Otherwise, lots of small steps in the right direction.


----------



## wakka12 (May 17, 2015)

Good to hear. The cathedral is probably among the most amazing buildings on the entire continent and deserves surroundings that at the very least dont detract from that!


----------



## Mr Bricks (May 6, 2005)

wakka12 said:


> Good to hear. The cathedral is probably among the most amazing buildings on the entire continent and deserves surroundings that at the very least dont detract from that!

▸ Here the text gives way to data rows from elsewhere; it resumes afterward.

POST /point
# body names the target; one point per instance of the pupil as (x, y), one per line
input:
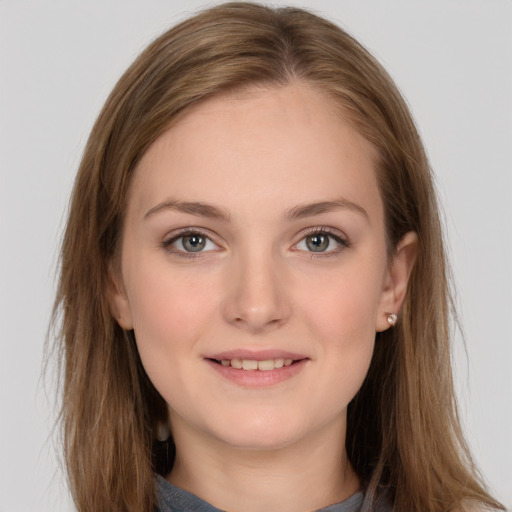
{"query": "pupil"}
(193, 243)
(317, 243)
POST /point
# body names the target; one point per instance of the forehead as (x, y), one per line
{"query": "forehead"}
(283, 145)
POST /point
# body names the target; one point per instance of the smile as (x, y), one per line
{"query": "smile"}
(261, 369)
(253, 364)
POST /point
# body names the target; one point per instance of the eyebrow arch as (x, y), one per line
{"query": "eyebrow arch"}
(309, 210)
(193, 208)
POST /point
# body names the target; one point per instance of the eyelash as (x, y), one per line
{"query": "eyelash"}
(167, 244)
(343, 242)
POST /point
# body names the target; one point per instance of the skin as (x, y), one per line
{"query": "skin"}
(259, 157)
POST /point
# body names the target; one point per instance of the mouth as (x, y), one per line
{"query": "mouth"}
(263, 365)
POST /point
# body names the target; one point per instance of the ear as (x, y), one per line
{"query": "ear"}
(118, 300)
(396, 279)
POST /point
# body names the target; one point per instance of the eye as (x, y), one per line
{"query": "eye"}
(190, 242)
(321, 241)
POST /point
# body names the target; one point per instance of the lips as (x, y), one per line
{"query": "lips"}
(266, 362)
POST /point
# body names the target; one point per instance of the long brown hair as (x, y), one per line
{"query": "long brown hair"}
(404, 437)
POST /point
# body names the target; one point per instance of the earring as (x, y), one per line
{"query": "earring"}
(392, 318)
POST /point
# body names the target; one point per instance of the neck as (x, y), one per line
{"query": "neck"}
(307, 475)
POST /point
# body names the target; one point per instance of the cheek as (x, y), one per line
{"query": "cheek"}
(166, 307)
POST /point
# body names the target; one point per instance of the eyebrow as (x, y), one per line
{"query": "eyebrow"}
(309, 210)
(297, 212)
(194, 208)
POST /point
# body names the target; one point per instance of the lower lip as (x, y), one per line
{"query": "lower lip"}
(258, 378)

Agreed, yet Cologne seems to be the German city where post-war utopian planning was adopted, and in the most historic part of the city. Really the city deserves reconstruction just as much as Dresden does.

Maybe someday? 









https://imgl.aklex.de/18/15b8691d2efd90.jpg


----------



## Titan Man (Mar 4, 2015)

Lets also not forget that the Cathedral itself is in a dire need of cleaning and restoration. I understand and have read that millions are already being spent every year to preserve the building, but the state of the church is still not very representative for such an important cultural and architectural landmark. Some have said that even if it was cleaned, it would turn black in a matter of few years, but I don't buy that, as part of the west facade was reconstructed more than a decade ago and still has that clean, white look. But I guess the main reason is that they have more important parts to focus on and restore...


----------



## Chris00 (Oct 10, 2008)

you may judge me, but I love its color the way it is.


----------



## SputnikBooster (Jun 17, 2013)

The WID
Ehrenfeld

New buildings partly made out of timber for office use, with gastronomy, fitness and retail spaces. The roughly 15,800 m² site on Widdersdorfer Straße (Ehrenfeld district) was previously occupied by a car parts store. The existing buildings (mainly warehouses) will be demolished. 
The project is being developed by the Düsseldorf-based company Alfons & Alfreda. The designs were created by the architectural firm Phase 5.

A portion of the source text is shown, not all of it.